Let me give an example.

When Derek went to hospital in 2014, he had been suffering low cortisol symptoms.  We needed to get him seen because we knew that the symptoms he was showing normally meant that he had an infection of some description.  He wasn’t actually showing signs of an infection but symptoms of low cortisol that were not improving with stress doses of oral Hydrocortisone.

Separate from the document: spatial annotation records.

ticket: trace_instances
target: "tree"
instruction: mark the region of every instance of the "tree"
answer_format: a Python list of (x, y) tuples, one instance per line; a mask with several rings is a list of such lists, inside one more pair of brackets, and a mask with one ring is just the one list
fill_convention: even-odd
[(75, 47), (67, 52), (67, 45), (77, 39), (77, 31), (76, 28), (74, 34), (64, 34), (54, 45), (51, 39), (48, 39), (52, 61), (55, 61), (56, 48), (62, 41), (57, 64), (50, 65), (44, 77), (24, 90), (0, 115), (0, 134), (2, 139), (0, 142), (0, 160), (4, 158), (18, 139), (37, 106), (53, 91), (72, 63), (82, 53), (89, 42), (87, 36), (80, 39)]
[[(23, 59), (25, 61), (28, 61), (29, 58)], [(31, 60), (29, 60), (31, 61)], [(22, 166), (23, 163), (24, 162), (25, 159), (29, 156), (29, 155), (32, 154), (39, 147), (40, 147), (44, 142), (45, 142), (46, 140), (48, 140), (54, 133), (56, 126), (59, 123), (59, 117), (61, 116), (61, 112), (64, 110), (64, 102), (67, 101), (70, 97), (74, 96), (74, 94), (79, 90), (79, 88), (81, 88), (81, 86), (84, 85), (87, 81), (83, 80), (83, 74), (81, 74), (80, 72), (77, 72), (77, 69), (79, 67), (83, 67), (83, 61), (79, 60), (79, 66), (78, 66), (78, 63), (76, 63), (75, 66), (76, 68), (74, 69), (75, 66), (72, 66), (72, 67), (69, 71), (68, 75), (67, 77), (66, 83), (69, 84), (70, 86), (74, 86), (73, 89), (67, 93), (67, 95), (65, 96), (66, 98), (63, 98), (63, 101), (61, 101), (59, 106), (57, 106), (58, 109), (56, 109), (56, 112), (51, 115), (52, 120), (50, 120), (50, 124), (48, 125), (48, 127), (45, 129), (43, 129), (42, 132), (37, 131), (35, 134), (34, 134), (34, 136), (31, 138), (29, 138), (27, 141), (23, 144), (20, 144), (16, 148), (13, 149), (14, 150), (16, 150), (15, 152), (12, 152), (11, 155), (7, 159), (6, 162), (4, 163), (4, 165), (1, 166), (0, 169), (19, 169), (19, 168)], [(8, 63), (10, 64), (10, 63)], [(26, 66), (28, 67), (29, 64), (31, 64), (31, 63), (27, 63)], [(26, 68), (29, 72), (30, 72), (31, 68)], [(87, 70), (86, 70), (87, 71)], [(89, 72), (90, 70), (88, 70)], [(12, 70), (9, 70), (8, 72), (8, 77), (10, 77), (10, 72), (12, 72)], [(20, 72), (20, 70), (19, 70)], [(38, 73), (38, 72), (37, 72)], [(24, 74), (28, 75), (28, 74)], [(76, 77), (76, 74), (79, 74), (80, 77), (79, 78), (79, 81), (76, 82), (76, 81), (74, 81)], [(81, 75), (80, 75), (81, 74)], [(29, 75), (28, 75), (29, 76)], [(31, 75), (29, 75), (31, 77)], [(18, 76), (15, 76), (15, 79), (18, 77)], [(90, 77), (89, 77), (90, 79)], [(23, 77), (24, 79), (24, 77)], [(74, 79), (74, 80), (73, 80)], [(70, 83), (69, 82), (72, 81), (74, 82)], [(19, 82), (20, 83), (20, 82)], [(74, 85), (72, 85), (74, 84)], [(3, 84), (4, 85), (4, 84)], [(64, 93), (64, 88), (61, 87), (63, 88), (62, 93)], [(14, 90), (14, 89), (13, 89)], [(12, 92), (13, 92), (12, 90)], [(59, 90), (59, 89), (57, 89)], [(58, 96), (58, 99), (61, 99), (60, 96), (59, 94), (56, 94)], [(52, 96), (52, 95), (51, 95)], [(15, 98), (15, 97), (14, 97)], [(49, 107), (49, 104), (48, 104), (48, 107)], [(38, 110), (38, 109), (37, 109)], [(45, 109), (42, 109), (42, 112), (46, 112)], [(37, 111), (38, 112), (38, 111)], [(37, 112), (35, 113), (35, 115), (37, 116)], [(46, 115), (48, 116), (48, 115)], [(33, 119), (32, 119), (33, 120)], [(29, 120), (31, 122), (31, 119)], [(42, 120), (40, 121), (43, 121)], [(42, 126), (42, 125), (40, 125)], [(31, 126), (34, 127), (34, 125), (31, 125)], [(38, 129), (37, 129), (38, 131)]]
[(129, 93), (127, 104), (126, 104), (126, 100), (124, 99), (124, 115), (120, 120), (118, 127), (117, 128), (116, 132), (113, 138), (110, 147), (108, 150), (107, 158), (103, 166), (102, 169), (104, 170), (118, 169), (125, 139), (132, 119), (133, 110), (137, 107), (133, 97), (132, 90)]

We had tried updosing and stress dosing the previous day, and then a full days dosage on top of his morning dose, but it had not worked.

When we first reported to the Emergency Room of the hospital we did not say he was in Crisis as we didn’t believe he was at that point.   What I did do was ask the Triage nurse what would happen if he went into crisis while waiting to be seen.

I didn’t know at what point I would consider him to be in crisis and therefore need an emergency injection, but I knew to watch out for symptoms.  I had always had it drummed in to me that he would not be in crisis until he had multiple symptoms including low sodium, extremely low BP, vomiting that won’t stop, and diarrhea.  anything less was just requiring stress dosing.

So when he suddenly needed to lay down (only 2 hours after 30mg of HC), and had trouble keeping his eyes open, we knew he was in trouble.

He didn’t feel sick, he didn’t have hypoglycemia, his sodium and potassium were in range although lower than his normal.  We know this because they checked all these things out once he finally got back into a cubical.  We Know his Normal for all his bloods, bp, temp, heart rate etc.

However, in the 30 minutes from him needing to lay down and close his eyes to getting the bloods, things had changed.  His BP had started falling on standing (it had been slightly above his normal when he arrived at ED), and he was beginning to feel nauseous.

As soon as he said that, I pulled out his emergency letter and got some action.  To me, he was either going into, or was already in, Adrenal Crisis.  If he didn’t have 100mg HC urgently, he would continue to spiral downhill.  what he was saying didn’t match with our conversation.  He couldn’t focus on questions, he could only give yes and no answers.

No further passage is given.